Que par vous, Esprit maître de véri­té, s’insuffle et se dif­fuse dans les cœurs et les intel­li­gences des hommes, non par appré­hen­sion du sacri­fice, mais par réveil moral, un intense désir de paix ; paix de jus­tice, de modé­ra­tion et de sagesse, paix qui dans sa teneur, sa sub­stance et son accom­plis­se­ment, n’oublie pas votre aver­tis­se­ment : « Il n’y a ni sagesse, ni pru­dence, ni conseil contre le Seigneur » (Prov., xxi, 30). En même temps, faites naître dans les hommes un vou­loir si déli­bé­ré de cette paix, qu’ils n’en récusent pas les indis­pensables condi­tions, les don­nées fon­da­men­tales, les consé­quences néces­saires. Faites que les conduc­teurs des peuples élèvent et dirigent leur pen­sée vers la gran­deur, la digni­té, les avan­tages, les mérites d’une paix tant dési­rée, et mesurent les droits vitaux de leurs nations, non d’après la lon­gueur de leur épée ni l’étendue des avan­tages ambi­tionnés, mais selon la sainte règle de la divine volon­té et de la loi de Dieu.

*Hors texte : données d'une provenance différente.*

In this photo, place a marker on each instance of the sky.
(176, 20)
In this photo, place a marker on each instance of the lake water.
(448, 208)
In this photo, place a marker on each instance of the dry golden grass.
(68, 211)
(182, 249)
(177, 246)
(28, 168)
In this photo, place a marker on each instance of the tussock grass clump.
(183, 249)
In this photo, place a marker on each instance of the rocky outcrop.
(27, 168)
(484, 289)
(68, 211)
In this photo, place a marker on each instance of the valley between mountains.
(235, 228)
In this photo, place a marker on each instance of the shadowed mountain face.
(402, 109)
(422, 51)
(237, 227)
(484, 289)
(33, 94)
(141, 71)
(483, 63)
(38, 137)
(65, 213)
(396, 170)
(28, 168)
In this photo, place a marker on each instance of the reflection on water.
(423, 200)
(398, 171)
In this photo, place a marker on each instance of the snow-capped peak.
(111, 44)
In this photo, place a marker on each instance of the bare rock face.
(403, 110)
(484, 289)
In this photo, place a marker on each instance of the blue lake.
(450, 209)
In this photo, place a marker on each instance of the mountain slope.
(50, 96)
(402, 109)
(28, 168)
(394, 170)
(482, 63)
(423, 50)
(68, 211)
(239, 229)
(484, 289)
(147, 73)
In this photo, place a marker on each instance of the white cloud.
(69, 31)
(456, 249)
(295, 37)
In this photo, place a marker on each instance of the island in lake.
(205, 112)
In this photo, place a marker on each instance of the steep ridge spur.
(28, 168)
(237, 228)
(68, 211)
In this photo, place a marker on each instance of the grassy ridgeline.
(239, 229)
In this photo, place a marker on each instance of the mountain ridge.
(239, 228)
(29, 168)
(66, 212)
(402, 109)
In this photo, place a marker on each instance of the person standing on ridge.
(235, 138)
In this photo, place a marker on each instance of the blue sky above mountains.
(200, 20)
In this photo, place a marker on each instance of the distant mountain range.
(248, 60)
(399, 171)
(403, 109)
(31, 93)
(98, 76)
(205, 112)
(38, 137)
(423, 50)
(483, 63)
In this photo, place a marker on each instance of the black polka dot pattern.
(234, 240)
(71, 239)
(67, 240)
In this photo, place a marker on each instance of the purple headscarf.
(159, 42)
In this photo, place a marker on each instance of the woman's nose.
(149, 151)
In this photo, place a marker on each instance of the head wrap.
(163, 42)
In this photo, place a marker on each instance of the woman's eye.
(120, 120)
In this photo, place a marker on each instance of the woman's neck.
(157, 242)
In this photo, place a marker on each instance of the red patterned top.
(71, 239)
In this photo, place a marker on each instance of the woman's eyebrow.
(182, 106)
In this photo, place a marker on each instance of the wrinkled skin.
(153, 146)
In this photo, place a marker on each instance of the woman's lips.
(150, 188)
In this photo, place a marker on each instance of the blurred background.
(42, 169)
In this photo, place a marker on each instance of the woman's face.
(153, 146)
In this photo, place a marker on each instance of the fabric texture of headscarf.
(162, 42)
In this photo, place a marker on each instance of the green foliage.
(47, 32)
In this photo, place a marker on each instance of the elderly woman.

Ô Esprit créa­teur, visi­tez les esprits de vos fidèles et rem­plis­sez les cœurs de votre grâce. Tant que dure­ra ce temps d’épreuve, avec la toute-​puissance de vos dons, accor­dez à Nous, le gar­dien du ber­cail du Christ, et à tous ceux qui écou­te­ront Notre voix, de pou­voir accom­plir et faire pro­gres­ser, dans une foi ferme, une joyeuse espé­rance et une ardente cha­ri­té, la mis­sion de salut confiée par le Rédempteur à ses dis­ciples : Eritis mihi testes, jusqu’au jour où l’Eglise ayant dépo­sé le deuil de son indi­cible dou­leur, pour­ra, recon­nais­sante, s’écrier en liesse devant le Dieu de la paix et le Soleil de jus­tice : « La main droite du Seigneur a fait des pro­diges : la main droite du Seigneur m’a exal­tée !… Je ne mour­rai pas, mais je vivrai et je racon­te­rai les œuvres du Seigneur » (Ps., cxvii, 17). 

Ainsi soit-​il.

Source : Documents Pontificaux de S. S. Pie XII, Édition Saint-​Augustin Saint-​Maurice. – D’après le texte ita­lien des A. A. S., 1942, p. 167 ; cf. la tra­duc­tion fran­çaise des Actes de S. S. Pie XII, t. IV, p. 131.